Iran’s position in this process is notably cautious. Although some groups opposing disarmament have contacted Esmail Qaani, commander of the Quds Force of Iran’s Islamic Revolutionary Guard Corps, they have reportedly not received any explicit and binding guidance, indicating that Tehran is pursuing a deliberate strategy of ambiguity. While Iran does not favor the complete disarmament of its allies in Iraq, it also does not wish these groups, through overt military activities, to create a pretext for direct intervention by the United States or Israel.
Some political actors within the Coordination Framework consider the political integration of armed groups as a necessary step for the strengthening of stability and sovereignty. This approach does not envisage the total elimination of armed capacity, but rather its reorganization within state institutions and the continuation of a lower-profile deterrent posture. In this way, it is aimed to reduce international pressure and strengthen Iraq’s internal political legitimacy.
U.S.–Iran Rivalry and the Formation of the New Government
Some commentators present the steps toward disarmament as a sign of a shift in regional power balances to the detriment of Iran. However, the Iraqi case does not support this interpretation. The discussions on disarmament began after the elections, at a time when, according to many observers, actors close to Iran had strengthened their position in parliament. Furthermore, the fact that some judicial and bureaucratic figures advocating the transfer of arms under state control are themselves known to be close to Iran suggests that this process is related to internal political balances rather than an external imposition.
In this context, the trend toward disarmament may be interpreted less as a decline in Iran’s regional influence and more as a pragmatic arrangement to facilitate the formation of a new government. Through this transformation, some actors who had been excluded from governmental processes by Washington on the grounds that they were armed may become able to participate in the political process. The process appears to aim not at the dissolution of the Hashd al-Shaabi, but at a clearer definition of its legal status and areas of responsibility.
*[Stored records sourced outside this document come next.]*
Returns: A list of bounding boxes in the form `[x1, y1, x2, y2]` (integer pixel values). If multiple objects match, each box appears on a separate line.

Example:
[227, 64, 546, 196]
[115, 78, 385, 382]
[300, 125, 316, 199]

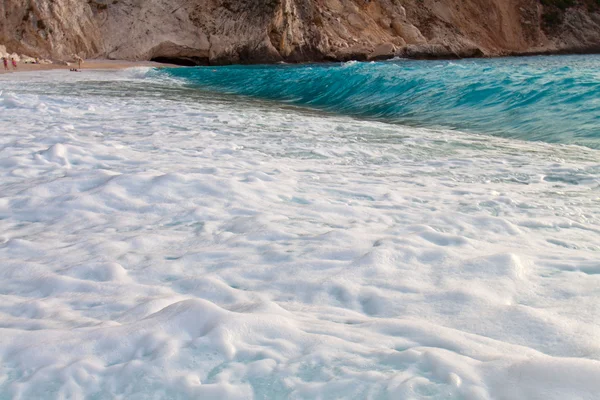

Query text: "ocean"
[0, 56, 600, 400]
However, the draft law on this matter currently before parliament has not yet been enacted due to internal political disagreements and U.S. pressure.
Relations between Iraq and the United States contain a structural dependency due to the economic and institutional framework established in the post-2003 period. This system, which extends from oil revenues to banking oversight, provides the U.S. with a significant sphere of influence. At the same time, Iraq’s trade relations with Iran—especially in the field of energy—continue to be indispensable for the functioning of the national economy.
In conclusion, in the aftermath of the 2025 elections, Iraq has entered a more opaque yet more intense phase of U.S.–Iran rivalry. The politicization of armed actors is transforming the form of the conflict rather than eliminating it. In the short and medium term, Iran’s influence in Iraq is likely to continue more through political and bureaucratic channels than military instruments. Nevertheless, any miscalculation by either side has the potential to drag Iraq back into open conflict dynamics. For this reason, the current process should be evaluated as a transitional period that contains fragility as much as it promises stability.